For more information on upcoming productions at the Studebaker Theater at Fine Arts Building, and to purchase tickets, visit fineartsbuilding.com/events.
Property owner Berger Realty Group, led by Erica Berger, began major renovations of Studebaker Theater and Carriage Hall earlier this year, to enhance the experiences of theatergoers and producing companies at both venues. Renovations to the historic Studebaker will be completed in May 2022, including all-new seating, enhancements and modernization to the theater’s AV and grid systems, a state-of-the-art technical booth, updated lobbies and a newly designed VIP lounge on the third floor. The new Carriage Hall venue will open in late 2022, with more details to be announced in the coming months.
“This building has always been a landmark of Chicago’s downtown artistic community,” says Jacob Harvey, Managing Artistic Director of Fine Arts Building. “As we work to revitalize the arts in the wake of the pandemic, investing in our city’s arts and culture sector is more important now than ever. We’re considering not only the future of these historic theater venues, but also how to honor and preserve the legacy of the artists and businesses that have called Fine Arts Building home and ensure that this building can remain a vital creative hub for decades to come.”

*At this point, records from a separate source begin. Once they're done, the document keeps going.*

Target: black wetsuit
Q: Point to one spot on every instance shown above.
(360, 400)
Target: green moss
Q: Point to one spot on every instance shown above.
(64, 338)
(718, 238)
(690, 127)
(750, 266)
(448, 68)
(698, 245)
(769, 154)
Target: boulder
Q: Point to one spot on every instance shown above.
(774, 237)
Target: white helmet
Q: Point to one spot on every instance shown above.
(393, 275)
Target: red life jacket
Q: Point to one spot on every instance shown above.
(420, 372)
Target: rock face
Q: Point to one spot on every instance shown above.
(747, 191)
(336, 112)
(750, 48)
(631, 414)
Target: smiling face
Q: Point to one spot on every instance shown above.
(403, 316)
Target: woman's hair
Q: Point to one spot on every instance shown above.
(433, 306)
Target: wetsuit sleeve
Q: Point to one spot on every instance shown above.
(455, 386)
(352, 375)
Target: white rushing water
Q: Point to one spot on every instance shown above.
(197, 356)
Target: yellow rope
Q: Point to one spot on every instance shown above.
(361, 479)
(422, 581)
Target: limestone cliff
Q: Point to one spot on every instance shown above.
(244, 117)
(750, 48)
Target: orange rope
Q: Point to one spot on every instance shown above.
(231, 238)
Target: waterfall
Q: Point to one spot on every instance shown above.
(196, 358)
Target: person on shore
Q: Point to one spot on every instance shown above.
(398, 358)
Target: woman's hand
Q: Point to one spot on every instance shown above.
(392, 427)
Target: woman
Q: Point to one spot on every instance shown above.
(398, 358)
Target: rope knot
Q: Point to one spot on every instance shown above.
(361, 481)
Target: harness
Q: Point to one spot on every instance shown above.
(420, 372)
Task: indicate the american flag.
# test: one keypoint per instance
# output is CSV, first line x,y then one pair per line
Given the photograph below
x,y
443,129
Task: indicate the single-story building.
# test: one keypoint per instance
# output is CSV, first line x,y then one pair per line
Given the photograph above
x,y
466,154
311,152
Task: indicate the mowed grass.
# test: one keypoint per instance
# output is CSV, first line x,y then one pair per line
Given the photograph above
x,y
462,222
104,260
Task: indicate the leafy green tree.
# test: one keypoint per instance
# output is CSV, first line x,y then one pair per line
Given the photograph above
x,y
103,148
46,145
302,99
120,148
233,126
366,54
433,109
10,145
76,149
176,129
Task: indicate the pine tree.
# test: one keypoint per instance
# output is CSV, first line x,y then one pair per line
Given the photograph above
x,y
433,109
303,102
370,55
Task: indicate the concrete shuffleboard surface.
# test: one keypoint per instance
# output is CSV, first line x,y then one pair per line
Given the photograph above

Fine Arts Building’s new logo is inspired by the building’s windows overlooking Lake Michigan, where art in all forms is being created behind each pane. The building is more than the sum of its parts—an artistic hub and home to a variety of artists, practitioners, and businesses of all kinds.
The Fine Arts Building, Studebaker Theater and Carriage Hall logos and rebrand were done by Cantera Estudio (Samuel Alazraki & Eduardo Castro) in collaboration with Kris Berle. New Fine Arts Building website design by Gameflow Interactive.
Fine Arts Building property owner Berger Realty Group is a Chicago-based multigenerational family business focused on restoring iconic, historic properties in the city. The company received a Preservation Excellence Award for Wicker Park’s iconic Flat Iron Building in 2020 and is now leading major renovations of the Studebaker Theater and Carriage Hall at Fine Arts Building to enhance the experiences of theatergoers and producing companies at the venues, as well as updating the building’s prime ground-floor restaurant space, which was previously occupied for 59 years by the Artist’s Café.
About the Fine Arts Building and Studebaker Theater
In 1898, Fine Arts Building created the historic Studebaker Theater, originally built to house vaudevillian performances and later expanded into large productions in the 1920s. During subsequent years, performances by icons Bob Hope, Peter O’Toole and Vincent Price graced the stage, among many others. Studebaker Theater continued throughout the decades being known as one of the most important live theatrical venues in Chicago, receiving landmark status in 1978.
Today, the approximately 600-seat Studebaker Theater hosts nonprofit and touring productions and special events. Its phenomenal acoustics, new lighting and sound systems create a perfect mid-size venue for concerts, ballets, orchestras, operas and more. Located in the heart of Chicago’s Loop, it has been an ideal and accessible venue for some of the city’s most well-known performing arts institutions, as well as many smaller and growing organizations. Current renovations will be completed in May 2022.
Fine Arts Building embraces a commitment to Indigenous rights, racial justice, and cultural equity. As a home to some of Chicago’s most prominent artists, Fine Arts Building believes that art is for everyone and must be accessible to all. While the Studebaker and Playhouse are not a producing organization, the venues are committed to building an inclusive, accessible, diverse, equitable and anti-racist environment for artists to thrive. These core values are driving the decision-making shaping this new version of the organization.